Calibration: To ensure the infusion pump to meet its designed high
accuracy, calibration and proper parametric compensation have to
be done on the infusion sets. Calibration has to be performed only
by trained professionals.
VTBI: Volume to be infused.
3 INTRODUCTIONS AND SCOPES
3.1 INTRODUCTIONS
MI 20 infusion pump is a smart infusion device. It is consisted of
a control system based on an ARM Cortex microcontroller, a
peristaltic pump actuation system, a monitoring system, an alarm
system, an input interface and a display.

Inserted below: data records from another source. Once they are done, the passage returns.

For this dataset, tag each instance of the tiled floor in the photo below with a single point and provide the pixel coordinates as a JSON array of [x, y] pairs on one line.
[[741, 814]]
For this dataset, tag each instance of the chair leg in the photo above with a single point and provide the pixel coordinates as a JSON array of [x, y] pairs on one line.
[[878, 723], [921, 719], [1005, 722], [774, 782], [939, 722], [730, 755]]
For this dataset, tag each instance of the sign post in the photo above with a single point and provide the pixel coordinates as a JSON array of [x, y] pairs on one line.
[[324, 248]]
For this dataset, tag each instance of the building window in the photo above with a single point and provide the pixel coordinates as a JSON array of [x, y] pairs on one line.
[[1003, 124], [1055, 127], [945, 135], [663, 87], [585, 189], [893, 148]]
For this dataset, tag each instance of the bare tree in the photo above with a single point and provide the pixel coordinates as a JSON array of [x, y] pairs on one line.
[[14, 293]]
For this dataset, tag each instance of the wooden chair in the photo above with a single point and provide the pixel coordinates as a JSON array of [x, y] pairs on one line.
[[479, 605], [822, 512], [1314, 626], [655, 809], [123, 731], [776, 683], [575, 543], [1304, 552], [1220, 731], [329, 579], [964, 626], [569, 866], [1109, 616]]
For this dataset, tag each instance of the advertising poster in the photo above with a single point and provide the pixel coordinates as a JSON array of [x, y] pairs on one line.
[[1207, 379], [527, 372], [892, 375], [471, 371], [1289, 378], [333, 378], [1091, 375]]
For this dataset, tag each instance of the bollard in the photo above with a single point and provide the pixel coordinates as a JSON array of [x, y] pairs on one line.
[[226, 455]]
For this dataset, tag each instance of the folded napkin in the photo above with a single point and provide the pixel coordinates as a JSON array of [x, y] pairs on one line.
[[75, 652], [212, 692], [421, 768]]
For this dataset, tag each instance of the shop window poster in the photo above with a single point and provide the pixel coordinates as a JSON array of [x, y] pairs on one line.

The operation of traditional IV infusion is depending on the
pressure gradient cause by gravity to infuse drug solutions into
patient’s body. The operation is all manual, the infusion flow rate is
controlled by a roller clamp and it has to be monitored by human
eyes of the care givers. The gravity infusion does not have
occlusion alarm, air in line alarm, or infusion near end alarm, which
places a big burden on care givers and fails to meet the demand for
high-accuracy, small amount and fast speed in infusion.
Users will gain the following 4 benefits in using the MI 20 pump:
1. Ensured accuracy: The drug concentration in patient’s blood
has to be within a certain range when medication treatment is given.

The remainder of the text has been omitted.